At an open house scheduled for 6 p.m. on Wednesday, Sept. 7, YEI officials plan to show off the 10 new student-created ventures whose founders recently completed a summer fellowship program, as well as YEI’s own increasingly ambitious and sophisticated programs for connecting the entrepreneurial community at Yale and the region. (See related story, “To market, to market: 10 student enterprises”)

“We wanted space so all the teams could work around other teams and share their learning experiences,” says James Boyle, director of YEI. “We have more space where mentors can visit and lend their expertise. Eventually, we would love to host entrepreneurs from all over the region, not just from Yale.”

The goals were much more modest in 2007 when Jon Soderstrom, managing director of the Office of Cooperative Research (OCR), asked why Yale students tended to develop business ideas in California’s Silicon Valley. Connecticut had entrepreneurs and investors who could act as mentors for start-ups. What could Yale do to put them together with students?

Ten student-run enterprises developed their business plans through the YEI’s summer institute.

“We wanted to do for students what our office has historically done for faculty — help them commercialize their best ideas,” Soderstrom says. “What we found was a huge reservoir of potential student entrepreneurs that we have only begun to tap. This type of intellectual vitality not only enhances Yale, but helps diversify and balance the local economy.”

YEI was created as part of OCR, and its first summer fellowship program was launched in 2007.

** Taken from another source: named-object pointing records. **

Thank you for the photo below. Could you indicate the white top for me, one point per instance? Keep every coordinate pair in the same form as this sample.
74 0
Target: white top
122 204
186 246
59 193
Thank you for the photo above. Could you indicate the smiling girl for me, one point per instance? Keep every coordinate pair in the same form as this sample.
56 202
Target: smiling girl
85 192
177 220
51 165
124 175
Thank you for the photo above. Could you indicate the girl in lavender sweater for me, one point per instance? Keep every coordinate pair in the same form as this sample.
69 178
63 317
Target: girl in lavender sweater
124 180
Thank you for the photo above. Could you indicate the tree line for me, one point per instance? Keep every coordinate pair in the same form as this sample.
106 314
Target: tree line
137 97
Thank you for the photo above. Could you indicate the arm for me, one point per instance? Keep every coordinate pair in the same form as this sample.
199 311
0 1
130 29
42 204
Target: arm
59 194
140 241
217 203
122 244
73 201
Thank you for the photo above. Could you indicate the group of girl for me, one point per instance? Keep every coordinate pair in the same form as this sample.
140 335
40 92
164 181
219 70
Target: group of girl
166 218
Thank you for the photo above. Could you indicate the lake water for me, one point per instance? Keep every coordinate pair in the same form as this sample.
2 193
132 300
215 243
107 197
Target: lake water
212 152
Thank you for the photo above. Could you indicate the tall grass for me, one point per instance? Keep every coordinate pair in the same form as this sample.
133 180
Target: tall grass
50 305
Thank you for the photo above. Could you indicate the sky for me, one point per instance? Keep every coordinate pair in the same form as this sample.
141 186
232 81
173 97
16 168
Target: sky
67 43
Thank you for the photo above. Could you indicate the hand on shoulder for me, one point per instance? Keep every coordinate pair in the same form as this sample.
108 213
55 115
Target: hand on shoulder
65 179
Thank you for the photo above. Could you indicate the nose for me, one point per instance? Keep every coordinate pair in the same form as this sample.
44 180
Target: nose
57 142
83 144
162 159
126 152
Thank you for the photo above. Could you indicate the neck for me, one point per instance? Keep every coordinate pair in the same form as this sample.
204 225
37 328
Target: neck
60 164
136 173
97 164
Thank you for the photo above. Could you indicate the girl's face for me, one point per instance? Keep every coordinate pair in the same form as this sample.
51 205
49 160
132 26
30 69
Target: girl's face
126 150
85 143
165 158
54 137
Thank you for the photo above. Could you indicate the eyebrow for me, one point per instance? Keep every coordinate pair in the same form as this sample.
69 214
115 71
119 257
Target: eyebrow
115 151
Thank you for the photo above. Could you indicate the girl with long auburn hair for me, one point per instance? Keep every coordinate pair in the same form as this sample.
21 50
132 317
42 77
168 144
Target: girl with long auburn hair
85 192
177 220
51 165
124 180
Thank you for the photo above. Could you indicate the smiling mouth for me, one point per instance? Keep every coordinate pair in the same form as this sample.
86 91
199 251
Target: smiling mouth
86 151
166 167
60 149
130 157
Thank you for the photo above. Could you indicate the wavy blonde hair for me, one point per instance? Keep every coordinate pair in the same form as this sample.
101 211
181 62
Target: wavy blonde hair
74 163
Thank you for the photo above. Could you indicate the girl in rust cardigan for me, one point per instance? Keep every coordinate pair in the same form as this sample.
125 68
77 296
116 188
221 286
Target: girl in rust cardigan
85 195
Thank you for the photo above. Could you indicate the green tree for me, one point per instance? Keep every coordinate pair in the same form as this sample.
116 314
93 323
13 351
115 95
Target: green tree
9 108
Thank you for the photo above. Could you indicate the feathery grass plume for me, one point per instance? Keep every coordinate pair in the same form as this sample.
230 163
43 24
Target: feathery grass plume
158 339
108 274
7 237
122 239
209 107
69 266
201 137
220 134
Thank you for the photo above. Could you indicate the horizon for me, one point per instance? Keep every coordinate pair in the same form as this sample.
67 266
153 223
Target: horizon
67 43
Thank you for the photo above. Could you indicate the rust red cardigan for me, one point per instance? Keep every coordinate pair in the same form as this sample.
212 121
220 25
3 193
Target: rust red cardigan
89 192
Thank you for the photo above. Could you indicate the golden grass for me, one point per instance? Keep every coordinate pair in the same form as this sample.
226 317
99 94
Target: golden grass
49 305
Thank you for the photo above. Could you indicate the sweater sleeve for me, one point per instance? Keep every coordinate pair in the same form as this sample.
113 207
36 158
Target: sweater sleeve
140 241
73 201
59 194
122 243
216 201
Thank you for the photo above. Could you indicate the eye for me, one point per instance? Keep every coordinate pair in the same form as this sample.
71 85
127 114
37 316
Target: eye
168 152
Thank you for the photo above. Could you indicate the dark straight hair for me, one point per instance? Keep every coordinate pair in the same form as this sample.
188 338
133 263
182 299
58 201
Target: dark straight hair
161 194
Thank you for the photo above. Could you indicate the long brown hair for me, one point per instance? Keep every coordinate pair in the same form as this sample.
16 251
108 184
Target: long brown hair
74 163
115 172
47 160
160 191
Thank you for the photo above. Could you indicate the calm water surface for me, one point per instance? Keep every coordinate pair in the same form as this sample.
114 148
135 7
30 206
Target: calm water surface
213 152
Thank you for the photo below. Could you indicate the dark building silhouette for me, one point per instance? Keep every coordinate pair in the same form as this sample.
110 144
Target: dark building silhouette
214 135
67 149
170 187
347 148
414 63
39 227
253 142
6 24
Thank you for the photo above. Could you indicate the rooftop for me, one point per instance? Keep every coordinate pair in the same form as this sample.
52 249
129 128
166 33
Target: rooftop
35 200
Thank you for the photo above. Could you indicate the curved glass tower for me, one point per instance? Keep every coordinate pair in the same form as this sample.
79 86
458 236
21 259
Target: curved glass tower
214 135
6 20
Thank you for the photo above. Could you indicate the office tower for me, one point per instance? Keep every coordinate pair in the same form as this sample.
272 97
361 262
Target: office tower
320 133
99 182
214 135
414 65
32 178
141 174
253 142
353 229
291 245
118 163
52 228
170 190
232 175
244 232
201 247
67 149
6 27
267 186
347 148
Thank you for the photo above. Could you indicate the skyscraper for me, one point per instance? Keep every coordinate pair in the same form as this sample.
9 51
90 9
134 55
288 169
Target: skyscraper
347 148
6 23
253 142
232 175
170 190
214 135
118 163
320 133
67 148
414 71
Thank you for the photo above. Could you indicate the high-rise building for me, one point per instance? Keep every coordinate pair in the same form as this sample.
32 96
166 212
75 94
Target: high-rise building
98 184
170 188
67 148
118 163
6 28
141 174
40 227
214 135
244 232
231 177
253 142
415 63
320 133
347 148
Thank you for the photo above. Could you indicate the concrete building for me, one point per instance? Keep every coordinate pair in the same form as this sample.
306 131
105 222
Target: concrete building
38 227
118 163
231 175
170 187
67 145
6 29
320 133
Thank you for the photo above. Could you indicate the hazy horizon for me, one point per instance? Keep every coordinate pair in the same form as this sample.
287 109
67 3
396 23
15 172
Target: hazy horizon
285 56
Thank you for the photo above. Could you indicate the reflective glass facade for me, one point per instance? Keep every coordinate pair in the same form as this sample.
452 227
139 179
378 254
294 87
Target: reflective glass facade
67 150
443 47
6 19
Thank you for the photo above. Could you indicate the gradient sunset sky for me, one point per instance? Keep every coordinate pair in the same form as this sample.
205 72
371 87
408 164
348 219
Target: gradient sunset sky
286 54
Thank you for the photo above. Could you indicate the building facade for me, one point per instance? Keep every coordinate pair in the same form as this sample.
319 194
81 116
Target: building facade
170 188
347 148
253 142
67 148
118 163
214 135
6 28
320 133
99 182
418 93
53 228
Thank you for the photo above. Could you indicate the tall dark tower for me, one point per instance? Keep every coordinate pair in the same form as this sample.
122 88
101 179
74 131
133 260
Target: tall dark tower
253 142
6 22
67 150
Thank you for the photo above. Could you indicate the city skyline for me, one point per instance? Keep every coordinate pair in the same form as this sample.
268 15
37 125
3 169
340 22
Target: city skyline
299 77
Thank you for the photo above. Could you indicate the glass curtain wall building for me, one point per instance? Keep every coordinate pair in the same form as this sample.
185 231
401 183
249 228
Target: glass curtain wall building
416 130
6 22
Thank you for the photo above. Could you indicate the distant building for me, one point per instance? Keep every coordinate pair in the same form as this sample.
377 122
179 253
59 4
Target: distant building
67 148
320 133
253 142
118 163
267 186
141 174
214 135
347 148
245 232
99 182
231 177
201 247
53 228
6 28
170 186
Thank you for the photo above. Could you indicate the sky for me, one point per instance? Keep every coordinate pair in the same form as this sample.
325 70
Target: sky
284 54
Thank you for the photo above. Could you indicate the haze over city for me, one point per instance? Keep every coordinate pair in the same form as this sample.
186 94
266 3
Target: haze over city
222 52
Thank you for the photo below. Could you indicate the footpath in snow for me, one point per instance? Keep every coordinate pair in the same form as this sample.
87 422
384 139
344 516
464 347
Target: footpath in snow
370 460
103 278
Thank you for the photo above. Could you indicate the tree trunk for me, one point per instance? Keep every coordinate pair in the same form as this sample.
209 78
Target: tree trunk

“We selected 15 students out of 52 applications, who primarily had just simple ideas for businesses,” Boyle says. “But the diversity of ideas was so great that it became clear very quickly that we did not have the expertise to judge which of these ideas deserved to be developed.”

So YEI created an operating board and an advisory council comprised of businessmen and investors to help staff assess new ideas as well as connect fledgling CEOs with established business mentors.

To date, the 47 ventures YEI has helped create have raised more than $37 million in investments and created 135 jobs. Students are coming to YEI with much more advanced business plans than they did just a few years ago, necessitating a more sophisticated curriculum. In addition, YEI has launched new programs that link undergraduate and graduate students to new ventures started by Yale students, faculty and, now, alumni.

“We constantly have alums who call and ask us, ‘Do you know a student who can do this, or this or this?’” Boyle says.